DXVI.

Publié le 18 Octobre 2013

L’automne, saison sensible, est propice aux promenades en forêt. La mélancolie s’y entend. D’où peut-être la cueillette des champignons, produits mythiques nés de l’humide. L’humus des origines. Avec une bonne omelette, dit-on. Et ce léger frisson qu’a tout cueilleur. Je n’en mangerai pas de tes champignons. Pour m’empoisonner, merci. L’usage était, autrefois, de porter sa récolte chez un pharmacien. Ce professionnel se disait expert dans l’art de distinguer le vrai du faux. Cela se pratique-t-il toujours ?

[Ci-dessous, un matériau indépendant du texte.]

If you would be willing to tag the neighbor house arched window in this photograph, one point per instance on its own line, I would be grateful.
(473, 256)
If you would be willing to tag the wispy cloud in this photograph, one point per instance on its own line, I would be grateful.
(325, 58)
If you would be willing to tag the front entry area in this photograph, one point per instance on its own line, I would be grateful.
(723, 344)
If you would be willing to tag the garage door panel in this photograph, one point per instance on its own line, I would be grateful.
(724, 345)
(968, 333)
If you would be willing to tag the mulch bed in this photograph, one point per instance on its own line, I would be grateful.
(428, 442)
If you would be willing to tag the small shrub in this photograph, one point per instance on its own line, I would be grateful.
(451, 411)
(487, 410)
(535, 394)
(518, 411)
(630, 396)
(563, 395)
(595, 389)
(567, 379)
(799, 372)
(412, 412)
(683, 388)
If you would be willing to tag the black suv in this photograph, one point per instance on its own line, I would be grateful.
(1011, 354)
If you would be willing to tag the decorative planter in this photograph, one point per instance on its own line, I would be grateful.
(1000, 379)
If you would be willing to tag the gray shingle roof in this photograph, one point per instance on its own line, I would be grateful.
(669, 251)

L’autre jour, dans le bois de la Muette, des amateurs se sont fourvoyés. Méfions-nous des annamites. A peine étaient-ils engagés à l’écart du chemin, qu’ils faisaient, dans le langage particulier des journaux, une macabre découverte. Déjà la forêt, déjà les champignons, la mort est partout. C’était là, sous les châtaigniers, le corps d’une femme. Couchée, déjà noyée de feuilles. Pas évanouie ou endormie. Morte, sans aucun doute. Et depuis quelques temps (encore n’est-on jamais trop expert). Depuis un bon mois dirent les gendarmes. Sans trop s’avancer sinon qu’à certifier que oui, c’était sur le territoire de la commune.

Pour une journée ratée, c’en était une. D’autant qu’il faudra y retourner à la gendarmerie. Attendre, rester assis, guetter le va et vient. Signer des papiers, là, là. Et encore là. Ça en fait des écritures, hein ! Avec malgré tout cette inquiétude. On n’a jamais la conscience tranquille, n’est-ce pas ? Puis vivre avec ce souvenir. Pas longtemps, mais tout de même. Le jour où papa a trouvé une dame morte en forêt. Oui, tu étais petit. Et aussi ne pas (plus) manger de champignons, nous aussi, avant quelques temps. Mais ces derniers passent vite. On finit toujours par en remanger.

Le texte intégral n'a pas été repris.